If the acidified elution solvents give worse (instead of better) results, we try the opposite direction and try to elute your analyte with acetonitrile/methylene chloride.

[ErinChambers]

You are right about the use of a more protic solvent versus an aprotic solvent such as ACN for elution- 100% ACN will typically give you a cleaner elution if analyte solubility is okay. In addition, phospholipids are more soluble in methanol than acetonitrile, so you will solubilize more of them when MeOH is used.
I understand that your analytes are neutral and not ionizable; however, they will bind to the reversed-phase portion of any of the other mixed-mode sorbents I mentioned, often with desirable changes in selectivity. It might be worth screening some of the other sorbents to see if the reversed-phase elution is any cleaner, indicating that the interferences may have bound by ion-exchange.
On the chromatography side, one thing that has helped me separate an endogenous interference from my steroidal compound in the past when all else failed was the use of a 1mm ID column. If you have access to a 1mm column, it would absolutely be worth trying. In my case, I was trying to analyze a steroid/hormone and was unable to separate it from a co-eluting, isobaric interference by any means other than the 1mm ID column.

[Anna01]

I have run the samples (6 different samples + substance added to H2O, eluted with acidified ACN, MeOH or neutral ACN). Acidifying the eluate solvent did not help to improve matrix effects. Overall suppression increases from about 15-20% to 30%, compared to using neutral ACN.

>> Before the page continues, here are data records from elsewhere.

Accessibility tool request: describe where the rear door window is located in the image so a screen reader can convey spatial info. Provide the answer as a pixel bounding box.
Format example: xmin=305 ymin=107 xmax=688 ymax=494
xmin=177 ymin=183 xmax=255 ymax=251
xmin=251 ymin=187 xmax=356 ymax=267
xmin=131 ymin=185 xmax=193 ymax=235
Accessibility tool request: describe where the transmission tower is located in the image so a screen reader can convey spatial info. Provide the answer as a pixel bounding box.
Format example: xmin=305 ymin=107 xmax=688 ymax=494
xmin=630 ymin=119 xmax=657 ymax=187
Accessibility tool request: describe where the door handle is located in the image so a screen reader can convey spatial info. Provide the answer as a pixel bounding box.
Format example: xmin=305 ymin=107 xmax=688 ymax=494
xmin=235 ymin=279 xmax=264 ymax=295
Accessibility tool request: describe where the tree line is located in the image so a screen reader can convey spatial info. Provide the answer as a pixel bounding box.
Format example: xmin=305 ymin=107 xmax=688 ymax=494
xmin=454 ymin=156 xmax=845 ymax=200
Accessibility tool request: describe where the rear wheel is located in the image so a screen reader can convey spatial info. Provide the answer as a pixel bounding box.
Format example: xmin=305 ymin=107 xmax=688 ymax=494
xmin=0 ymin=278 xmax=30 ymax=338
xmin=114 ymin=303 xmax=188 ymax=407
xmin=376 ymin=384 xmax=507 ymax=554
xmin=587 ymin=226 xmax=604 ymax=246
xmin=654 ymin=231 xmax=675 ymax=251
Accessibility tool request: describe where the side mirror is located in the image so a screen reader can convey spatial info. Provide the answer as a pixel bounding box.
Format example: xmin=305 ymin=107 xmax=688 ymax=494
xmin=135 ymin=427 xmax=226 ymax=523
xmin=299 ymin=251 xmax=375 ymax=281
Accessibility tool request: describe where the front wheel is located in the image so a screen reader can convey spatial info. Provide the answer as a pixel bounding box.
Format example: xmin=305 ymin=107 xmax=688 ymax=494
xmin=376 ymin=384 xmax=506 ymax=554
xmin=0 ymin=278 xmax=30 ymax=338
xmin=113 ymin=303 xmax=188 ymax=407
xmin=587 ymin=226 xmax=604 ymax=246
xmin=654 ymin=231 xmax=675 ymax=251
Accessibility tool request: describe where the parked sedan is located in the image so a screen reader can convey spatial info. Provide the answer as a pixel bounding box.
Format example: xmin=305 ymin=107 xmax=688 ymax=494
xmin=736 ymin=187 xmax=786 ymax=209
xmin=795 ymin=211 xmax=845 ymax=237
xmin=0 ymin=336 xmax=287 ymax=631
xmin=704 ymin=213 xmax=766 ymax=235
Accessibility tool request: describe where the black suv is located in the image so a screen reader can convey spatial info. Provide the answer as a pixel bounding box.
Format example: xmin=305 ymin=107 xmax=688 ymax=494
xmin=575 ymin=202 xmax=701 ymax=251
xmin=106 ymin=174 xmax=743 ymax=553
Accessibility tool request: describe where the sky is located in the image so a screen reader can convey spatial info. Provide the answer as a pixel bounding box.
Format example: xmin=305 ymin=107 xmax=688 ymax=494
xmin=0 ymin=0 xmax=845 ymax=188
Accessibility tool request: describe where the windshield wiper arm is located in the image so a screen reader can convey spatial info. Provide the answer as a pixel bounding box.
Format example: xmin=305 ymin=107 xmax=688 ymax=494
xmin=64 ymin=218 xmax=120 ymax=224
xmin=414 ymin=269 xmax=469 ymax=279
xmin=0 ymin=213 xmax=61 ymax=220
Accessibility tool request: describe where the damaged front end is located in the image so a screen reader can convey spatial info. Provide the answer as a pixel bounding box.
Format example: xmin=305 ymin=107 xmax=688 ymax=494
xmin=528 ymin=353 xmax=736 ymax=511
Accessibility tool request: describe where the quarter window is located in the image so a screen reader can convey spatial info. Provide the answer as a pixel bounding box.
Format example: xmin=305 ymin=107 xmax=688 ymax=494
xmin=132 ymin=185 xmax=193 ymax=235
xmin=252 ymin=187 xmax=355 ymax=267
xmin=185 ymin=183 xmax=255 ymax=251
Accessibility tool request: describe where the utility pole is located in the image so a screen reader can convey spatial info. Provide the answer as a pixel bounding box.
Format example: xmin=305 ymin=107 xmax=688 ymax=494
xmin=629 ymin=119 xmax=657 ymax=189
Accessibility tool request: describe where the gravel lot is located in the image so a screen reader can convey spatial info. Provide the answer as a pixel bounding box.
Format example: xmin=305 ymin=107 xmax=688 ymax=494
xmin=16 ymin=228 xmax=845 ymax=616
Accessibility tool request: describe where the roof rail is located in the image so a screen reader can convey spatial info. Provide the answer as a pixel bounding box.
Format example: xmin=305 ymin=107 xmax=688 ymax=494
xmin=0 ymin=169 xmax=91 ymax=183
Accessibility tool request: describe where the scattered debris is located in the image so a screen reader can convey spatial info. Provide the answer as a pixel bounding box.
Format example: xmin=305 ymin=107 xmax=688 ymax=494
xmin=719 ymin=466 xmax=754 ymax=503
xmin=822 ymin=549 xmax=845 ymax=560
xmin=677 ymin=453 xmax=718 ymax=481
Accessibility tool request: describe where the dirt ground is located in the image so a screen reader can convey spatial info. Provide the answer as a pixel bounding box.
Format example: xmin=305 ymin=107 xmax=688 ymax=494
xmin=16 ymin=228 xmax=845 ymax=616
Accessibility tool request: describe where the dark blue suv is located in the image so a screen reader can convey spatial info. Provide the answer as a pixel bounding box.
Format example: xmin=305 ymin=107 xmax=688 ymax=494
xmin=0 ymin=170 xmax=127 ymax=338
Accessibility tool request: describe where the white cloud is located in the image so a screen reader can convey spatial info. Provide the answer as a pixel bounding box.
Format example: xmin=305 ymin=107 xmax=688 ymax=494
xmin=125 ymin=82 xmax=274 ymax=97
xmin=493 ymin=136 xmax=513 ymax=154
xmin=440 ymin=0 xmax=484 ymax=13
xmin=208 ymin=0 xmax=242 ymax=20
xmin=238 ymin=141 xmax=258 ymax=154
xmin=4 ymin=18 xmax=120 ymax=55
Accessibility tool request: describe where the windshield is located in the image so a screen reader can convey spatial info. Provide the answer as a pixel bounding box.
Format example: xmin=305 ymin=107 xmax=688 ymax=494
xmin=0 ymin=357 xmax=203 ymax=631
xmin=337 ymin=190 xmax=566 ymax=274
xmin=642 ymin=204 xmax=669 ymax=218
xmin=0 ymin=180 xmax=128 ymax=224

Monitoring phospholipids by MRM 184/184 and 104/104 also shows (much) higher levels of phospholipids.

[HW Mueller]

This dicussion is difficult to follow.
Anna01, are you trying to get good MS or are you trying to find the correct amounts of phospholipids in unknowns? It seems that if the latter is the case you should work on the chromatography to be able to introduce cleaner samples to the MS? For instance a two or even three step (dimensional) chromatography?

[Anna01]

I am trying to measure neutral steroid substances in tissues, but large amount of phospholipids prevents reliable MS/MS quantification due to ion suppression. Even using an deuterated analogue can not fully adjust for the matrix effects.

Uwe: You mean eluting with ACN:Methylene chloride? Any thoughts on what percentage of ACN?

Does anyone have further suggestions?